Less myostatin and more lean mass in large-born infants from nondiabetic mothers.

J Clin Endocrinol Metab

Department of Pediatric Endocrinology (F.d.Z.), University Hospital Gasthuisberg, 3000 Leuven, Belgium; Endocrinology Unit (M.D., L.I.), and Department of Obstetrics & Gynecology (M.P.-C., M.D.G.-R.), Hospital Sant Joan de Déu, University of Barcelona, 08950 Esplugues, Barcelona, Spain; Centro de Investigación Biomédica en Red de Diabetes y Enfermedades Metabólicas Asociadas (M.D., L.I.), Instituto de Salud Carlos III, 28029 Madrid, Spain; and Department of Pediatrics (A.L.-B.), Dr Josep Trueta Hospital, and Girona Institute for Biomedical Research, 17007 Girona, Spain.

Published: November 2014

Context And Objective: Sexagenarians born large are at lower risk for type 2 diabetes than those born small, a key feature of their body composition being a higher muscle mass, which explains their higher body mass index and also their lower fat-to-lean-mass ratio. Myogenesis is completed in early infancy under the inhibitory control of myostatin. We tested whether large-born infants from nondiabetic mothers develop an early surplus of lean mass while having a lower myostatinemia. Design, Methods, Study Participants, and Main Outcomes: In a longitudinal study (0-4 mo), we compared the body composition and endocrine markers (fasting glucose, insulin, IGF-1, high molecular weight adiponectin) of breast-fed appropriate- vs large-for-gestational-age infants (n = 125) from nondiabetic mothers. Circulating myostatin concentrations were assayed after collection of the above-mentioned data.

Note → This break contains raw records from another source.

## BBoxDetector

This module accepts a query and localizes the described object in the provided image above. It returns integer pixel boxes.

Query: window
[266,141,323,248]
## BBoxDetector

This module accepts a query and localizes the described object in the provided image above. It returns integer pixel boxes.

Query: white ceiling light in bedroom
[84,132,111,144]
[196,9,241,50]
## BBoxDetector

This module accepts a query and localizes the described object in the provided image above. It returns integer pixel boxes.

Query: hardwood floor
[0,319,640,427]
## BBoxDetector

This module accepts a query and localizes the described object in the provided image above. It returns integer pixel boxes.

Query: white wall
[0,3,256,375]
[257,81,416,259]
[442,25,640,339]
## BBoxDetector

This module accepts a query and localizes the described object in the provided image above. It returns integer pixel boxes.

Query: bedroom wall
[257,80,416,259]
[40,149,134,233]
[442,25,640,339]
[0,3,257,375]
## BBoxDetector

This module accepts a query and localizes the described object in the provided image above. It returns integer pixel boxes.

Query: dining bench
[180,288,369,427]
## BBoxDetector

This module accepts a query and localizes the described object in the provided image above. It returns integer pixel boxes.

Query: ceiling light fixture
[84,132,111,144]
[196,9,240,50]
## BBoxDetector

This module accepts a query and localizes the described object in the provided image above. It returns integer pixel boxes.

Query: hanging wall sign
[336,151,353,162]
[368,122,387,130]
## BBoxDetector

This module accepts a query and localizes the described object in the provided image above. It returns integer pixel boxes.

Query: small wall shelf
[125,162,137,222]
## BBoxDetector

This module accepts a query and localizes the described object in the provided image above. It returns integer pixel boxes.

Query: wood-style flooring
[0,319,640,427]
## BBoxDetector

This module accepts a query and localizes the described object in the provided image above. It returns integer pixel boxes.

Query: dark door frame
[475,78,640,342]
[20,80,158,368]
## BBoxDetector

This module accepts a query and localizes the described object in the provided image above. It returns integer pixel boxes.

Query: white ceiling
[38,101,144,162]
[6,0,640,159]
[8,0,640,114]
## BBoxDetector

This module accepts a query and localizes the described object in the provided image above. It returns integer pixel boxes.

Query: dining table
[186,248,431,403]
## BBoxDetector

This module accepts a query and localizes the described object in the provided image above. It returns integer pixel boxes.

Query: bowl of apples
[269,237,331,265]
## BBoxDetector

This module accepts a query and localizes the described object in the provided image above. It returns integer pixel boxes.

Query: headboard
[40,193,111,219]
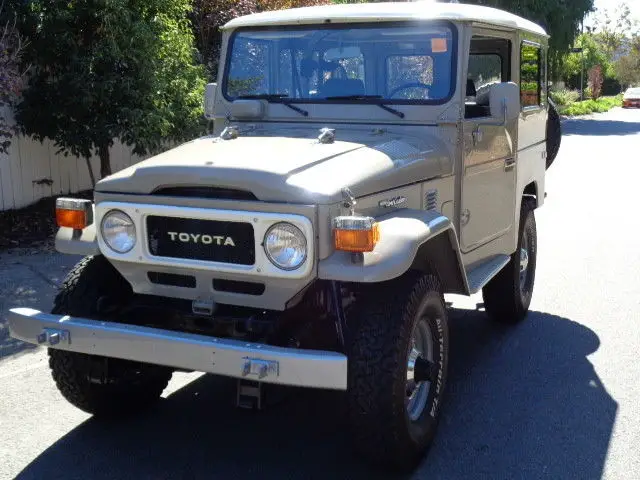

Setting: The study was conducted at the University Hospital for Women and Children.

Intervention: There were no interventions.

Results: Between 0-4 months, large-for-gestational-age infants switched from an adipose to a lean body composition (due to a nearly 20% excess of lean mass) and to an insulin-sensitive and hyperadiponectinemic state while having low IGF-1 concentrations and the lowest myostatinemia hitherto reported in the human (all between P ≤ .01 and P ≤ .0001).

Conclusion: Large-born infants from nondiabetic mothers were found to combine a low myostatinemia with an excess of lean mass. The fetal-neonatal control of myostatinemia deserves further attention because it could become a target of interventions that aim at reducing the risk for diabetes in later life by augmenting myogenesis in early life.